Senate Majority Leader Mitch McConnell, R-Ky., said in a statement that he supports the goals released in the joint statement by the White House, but warned that if North Korea doesn’t follow through, the U.S. and its allies must impose “maximum pressure” on the regime.
“I remain supportive of the administration’s stated position, as Secretary Pompeo has reiterated: The goal of the United States is the, quote, ‘complete, verifiable, and irreversible denuclearization of the Korean Peninsula,’” McConnell said, referring to Secretary of State Mike Pompeo.
Other top Republicans said they were unsure what tangible results the summit had produced.
“While I am glad the president and Kim Jong Un were able to meet, it is difficult to determine what of concrete nature has occurred,” said Sen.

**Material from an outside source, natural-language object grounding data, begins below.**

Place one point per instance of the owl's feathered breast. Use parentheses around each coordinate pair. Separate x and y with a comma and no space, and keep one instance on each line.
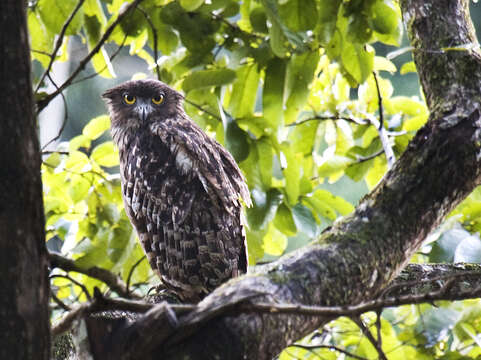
(181,191)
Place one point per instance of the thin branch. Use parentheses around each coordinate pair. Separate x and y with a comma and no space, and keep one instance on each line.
(112,280)
(330,117)
(111,58)
(373,305)
(367,333)
(55,152)
(65,116)
(45,101)
(58,43)
(101,303)
(390,158)
(154,34)
(330,347)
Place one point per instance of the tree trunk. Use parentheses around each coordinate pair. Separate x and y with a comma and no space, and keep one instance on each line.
(24,317)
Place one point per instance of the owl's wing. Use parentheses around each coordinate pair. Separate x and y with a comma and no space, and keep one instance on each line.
(217,170)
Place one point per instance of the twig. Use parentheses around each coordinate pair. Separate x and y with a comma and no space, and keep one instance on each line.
(58,43)
(112,280)
(390,158)
(111,58)
(129,277)
(154,34)
(79,284)
(329,117)
(367,333)
(45,101)
(65,116)
(331,347)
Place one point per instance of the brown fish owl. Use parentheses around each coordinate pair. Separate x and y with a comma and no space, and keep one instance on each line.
(181,189)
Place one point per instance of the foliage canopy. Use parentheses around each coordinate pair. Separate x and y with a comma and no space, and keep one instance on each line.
(293,89)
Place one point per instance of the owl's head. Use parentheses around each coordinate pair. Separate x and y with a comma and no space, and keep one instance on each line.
(140,102)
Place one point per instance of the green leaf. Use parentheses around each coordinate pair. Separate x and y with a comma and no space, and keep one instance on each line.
(244,92)
(55,13)
(333,165)
(208,78)
(264,209)
(444,248)
(41,39)
(299,15)
(304,220)
(78,162)
(78,188)
(329,10)
(342,206)
(258,20)
(383,64)
(105,154)
(357,61)
(384,18)
(320,207)
(236,141)
(292,173)
(265,155)
(303,137)
(469,250)
(96,127)
(376,172)
(273,92)
(408,67)
(80,141)
(300,73)
(167,40)
(274,242)
(284,221)
(191,5)
(255,244)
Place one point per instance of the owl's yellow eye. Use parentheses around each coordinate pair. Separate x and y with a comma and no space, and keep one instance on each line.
(159,99)
(129,99)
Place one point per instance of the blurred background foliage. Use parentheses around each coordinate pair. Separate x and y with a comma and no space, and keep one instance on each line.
(291,88)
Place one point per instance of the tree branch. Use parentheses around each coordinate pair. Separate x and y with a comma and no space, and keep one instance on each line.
(124,12)
(112,280)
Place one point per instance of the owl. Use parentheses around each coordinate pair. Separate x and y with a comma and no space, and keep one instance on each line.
(181,189)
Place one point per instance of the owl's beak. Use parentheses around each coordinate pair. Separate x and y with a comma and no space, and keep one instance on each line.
(143,110)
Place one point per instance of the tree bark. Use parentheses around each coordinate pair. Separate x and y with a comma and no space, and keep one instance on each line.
(360,255)
(24,317)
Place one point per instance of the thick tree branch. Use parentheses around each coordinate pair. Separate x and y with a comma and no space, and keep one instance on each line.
(361,254)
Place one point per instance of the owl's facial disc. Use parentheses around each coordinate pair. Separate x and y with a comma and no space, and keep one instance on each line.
(143,109)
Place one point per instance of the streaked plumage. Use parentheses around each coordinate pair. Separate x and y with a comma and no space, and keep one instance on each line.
(181,189)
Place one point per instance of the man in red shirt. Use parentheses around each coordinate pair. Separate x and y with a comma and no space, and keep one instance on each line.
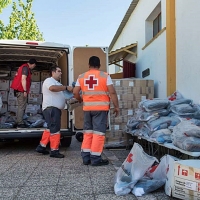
(21,85)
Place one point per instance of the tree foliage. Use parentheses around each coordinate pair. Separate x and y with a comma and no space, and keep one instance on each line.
(22,24)
(4,3)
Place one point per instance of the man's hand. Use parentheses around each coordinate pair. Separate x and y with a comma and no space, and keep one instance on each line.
(25,94)
(69,88)
(116,112)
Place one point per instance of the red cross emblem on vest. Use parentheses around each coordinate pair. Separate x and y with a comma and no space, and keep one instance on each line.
(90,82)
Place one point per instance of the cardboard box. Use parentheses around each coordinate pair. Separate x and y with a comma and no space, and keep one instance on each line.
(186,179)
(12,102)
(12,108)
(170,174)
(35,98)
(183,179)
(4,108)
(4,84)
(35,87)
(33,109)
(4,96)
(44,75)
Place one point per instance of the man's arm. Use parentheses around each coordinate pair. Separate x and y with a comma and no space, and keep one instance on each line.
(58,88)
(23,80)
(113,96)
(76,93)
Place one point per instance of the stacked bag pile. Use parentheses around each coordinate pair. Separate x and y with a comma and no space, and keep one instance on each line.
(174,119)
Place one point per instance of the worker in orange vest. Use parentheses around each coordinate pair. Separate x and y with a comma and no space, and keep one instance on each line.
(97,89)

Bob Corker, R-Tenn., chairman of the Senate Foreign Relations Committee. Corker later told NBC News’ Kasie Hunt that he wants Pompeo to testify before his committee on the next steps in the process.
Sen. John Kennedy, R-La., criticized the lack of detail and warned that it’s “possible to feed a shark,” but when you do it you have to be “very careful,” while Sen. Lindsey Graham, R-S.C., told reporters that the deal with North Korea is just an “agreement in principle,” and “not an agreement that can be enforced.”
Rep. Ed Royce, R-Calif., chairman of the House Foreign Affairs Committee, said in a statement that Kim has “gained much from step one” — and that Congress has an important oversight role to play in the process.
“Throughout, we must press Beijing and others to continue complying fully with all sanctions against the North Korean regime. Kim Jong Un should not receive a dime of relief until he fully and verifiably denuclearizes,” Royce said.
Sen. Chuck Grassley, R-Iowa, told reporters at the Capitol on Tuesday that he’s not convinced that pulling troops out of the Korean Peninsula is the right choice, but offered the proviso that he doesn’t receive the same intelligence as Trump.